As described above, in the present invention, the particle size of each raw material used for the fuel electrode material for solid electrolyte fuel cells is changed,
The fine structure is improved.

The conventional nickel-zirconia cermet-based solid electrolyte fuel cell fuel electrode material is composed of fine NiO and 8
Although it was a mixed powder with YSZ, in the present invention, it was a mixture of a zirconia coarse particle group having a relatively large particle size, a zirconia fine particle group having a relatively small particle size, and a nickel oxide particle group. It is a thing.

It is considered that each particle constituting the fuel electrode material has a function according to the particle size as described below. (1) Coarse zirconia particles-Forms the skeleton of the fuel electrode material and eliminates the difference in thermal expansion from the electrolyte.・ Forms pores in the gaps between particles (inter-granular slits),
And maintain this. -Agglomeration of nickel particles during electrode operation is prevented, and an electron conduction path (hereinafter referred to as current path) is maintained. (2) Nickel oxide particles (nickel particles when the electrode is operating) -Coating the surface of the zirconia coarse particles and dispersing them in the gaps between the zirconia coarse particles so that nickel agglomeration can be dealt with. -Form a current path. -Increases the number of interfaces with zirconia particles and increases the electrode reaction field. (3) Fine particles of zirconia-Coarse particles of zirconia and good adhesion to zirconia electrolyte plates.・ Fixes nickel particles to prevent current path interruption.

Therefore, the fuel electrode material according to the present invention, which is a composite of these raw materials having different particle sizes, has a higher porosity under a high temperature / reducing atmosphere (an atmosphere close to the operating condition of the cell) than the conventional materials.
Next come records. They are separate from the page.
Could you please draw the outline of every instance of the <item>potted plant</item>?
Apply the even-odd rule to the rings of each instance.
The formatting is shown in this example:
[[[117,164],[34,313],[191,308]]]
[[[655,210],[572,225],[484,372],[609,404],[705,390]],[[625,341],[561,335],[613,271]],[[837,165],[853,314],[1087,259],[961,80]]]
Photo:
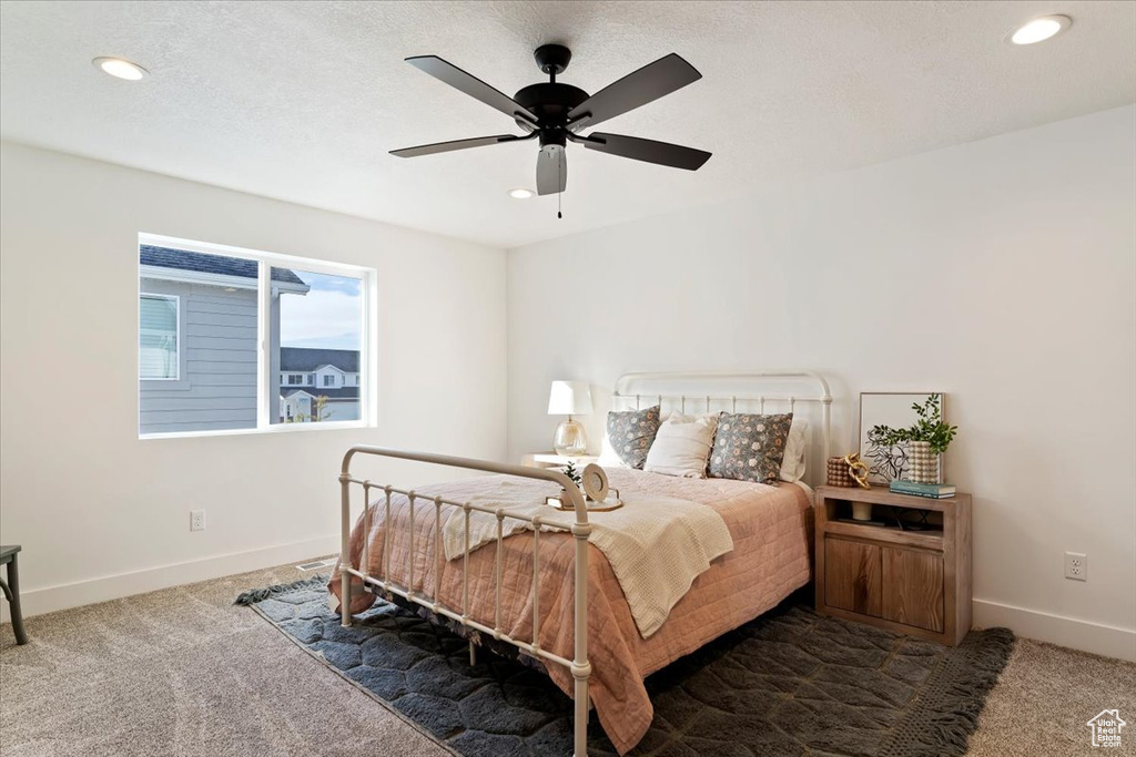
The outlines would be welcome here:
[[[939,460],[959,430],[958,426],[943,421],[942,404],[939,395],[929,395],[921,405],[912,403],[911,410],[916,411],[918,419],[909,428],[875,426],[871,429],[871,434],[885,445],[907,444],[909,476],[917,483],[942,483]]]

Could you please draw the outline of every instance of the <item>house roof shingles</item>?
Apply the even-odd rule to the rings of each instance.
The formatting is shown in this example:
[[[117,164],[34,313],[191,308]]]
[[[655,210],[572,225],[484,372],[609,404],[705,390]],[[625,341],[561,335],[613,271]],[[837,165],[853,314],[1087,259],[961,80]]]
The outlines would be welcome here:
[[[220,276],[239,276],[241,278],[257,278],[257,261],[244,258],[225,258],[223,255],[207,255],[201,252],[190,252],[187,250],[174,250],[172,247],[158,247],[152,244],[139,245],[139,262],[143,266],[154,268],[176,268],[184,271],[197,271],[199,274],[218,274]],[[298,284],[308,286],[303,279],[287,268],[273,267],[273,280],[281,284]]]
[[[298,386],[298,387],[287,387],[283,392],[281,392],[281,394],[284,395],[285,398],[287,398],[291,397],[292,395],[300,394],[301,392],[303,392],[304,394],[310,394],[312,397],[327,397],[332,402],[335,402],[336,399],[359,398],[359,387],[357,386],[344,386],[335,389],[324,388],[318,386]]]
[[[320,365],[334,365],[345,373],[358,373],[359,352],[356,350],[281,347],[282,371],[310,372]]]

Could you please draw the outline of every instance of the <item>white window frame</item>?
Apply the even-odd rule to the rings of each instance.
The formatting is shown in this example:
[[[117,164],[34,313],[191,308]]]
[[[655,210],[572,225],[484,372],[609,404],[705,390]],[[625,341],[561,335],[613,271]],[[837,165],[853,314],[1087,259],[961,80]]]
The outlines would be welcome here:
[[[351,263],[337,263],[328,260],[317,260],[315,258],[301,258],[296,255],[284,255],[261,250],[249,250],[245,247],[234,247],[225,244],[212,244],[208,242],[194,242],[160,234],[139,234],[139,246],[153,245],[159,247],[173,247],[185,250],[186,252],[200,252],[209,255],[224,255],[227,258],[244,258],[258,263],[257,269],[257,426],[247,429],[218,429],[210,431],[167,431],[159,434],[139,434],[140,439],[161,438],[184,438],[204,436],[240,436],[243,434],[292,434],[306,431],[329,431],[335,429],[374,428],[378,426],[378,274],[374,268],[354,266]],[[272,328],[272,269],[292,268],[311,274],[324,274],[328,276],[345,276],[360,280],[360,323],[359,331],[359,420],[353,421],[321,421],[319,423],[273,423],[273,410],[277,412],[278,399],[272,397],[272,360],[268,354]],[[141,292],[141,264],[139,267],[139,296]],[[251,288],[251,287],[249,287]],[[167,295],[156,295],[167,296]],[[174,296],[174,295],[168,295]],[[141,308],[141,305],[140,305]],[[181,303],[178,303],[181,308]],[[178,310],[181,316],[181,310]],[[178,355],[181,356],[181,320],[178,320]],[[141,372],[141,371],[136,371]],[[178,375],[181,376],[181,363],[178,363]],[[312,375],[315,376],[315,375]],[[151,379],[147,379],[151,380]],[[168,380],[168,379],[153,379]],[[281,385],[283,386],[283,381]],[[141,407],[141,402],[139,403]],[[140,411],[141,412],[141,411]],[[141,418],[137,419],[135,428],[141,426]]]
[[[141,281],[140,281],[141,285]],[[160,292],[142,292],[139,289],[139,333],[137,336],[142,336],[142,297],[153,297],[154,300],[173,300],[174,301],[174,344],[177,345],[177,352],[174,355],[174,376],[142,376],[142,354],[141,345],[139,346],[139,380],[140,381],[181,381],[182,380],[182,298],[176,294],[161,294]]]

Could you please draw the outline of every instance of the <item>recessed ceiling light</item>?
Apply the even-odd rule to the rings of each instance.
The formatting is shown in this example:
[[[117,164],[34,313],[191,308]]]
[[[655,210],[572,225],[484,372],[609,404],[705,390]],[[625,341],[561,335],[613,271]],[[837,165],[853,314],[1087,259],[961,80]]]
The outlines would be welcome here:
[[[91,62],[94,64],[95,68],[127,82],[137,82],[150,73],[137,64],[132,64],[123,58],[95,58]]]
[[[1068,16],[1042,16],[1019,27],[1010,35],[1010,41],[1014,44],[1044,42],[1069,28],[1070,24],[1072,24],[1072,19]]]

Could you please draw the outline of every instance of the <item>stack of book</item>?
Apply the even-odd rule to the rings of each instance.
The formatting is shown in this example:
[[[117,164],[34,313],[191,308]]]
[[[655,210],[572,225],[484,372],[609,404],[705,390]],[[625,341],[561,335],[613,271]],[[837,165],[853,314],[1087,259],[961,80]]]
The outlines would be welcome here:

And the contraction of the volume are extremely small, and the current path is not interrupted. As a result, even in long-term power generation, deterioration of the fuel electrode is unlikely to occur, and the performance of the fuel cell is not degraded. Further, the performance of the fuel electrode itself can be improved by the effect of increasing the electrode reaction field.

On the other hand, in the second invention as a method for producing such a fuel electrode material, dry mixing and stirring is performed by a ball mill to maintain the desired particle size of each raw material as described above, and the desired particle size as described above is maintained. Since the fuel electrode material having high performance is produced and a general and simple apparatus called a ball mill is used, it is excellent in productivity and manufacturing cost.

Hereinafter, the present invention will be described in more detail based on embodiments.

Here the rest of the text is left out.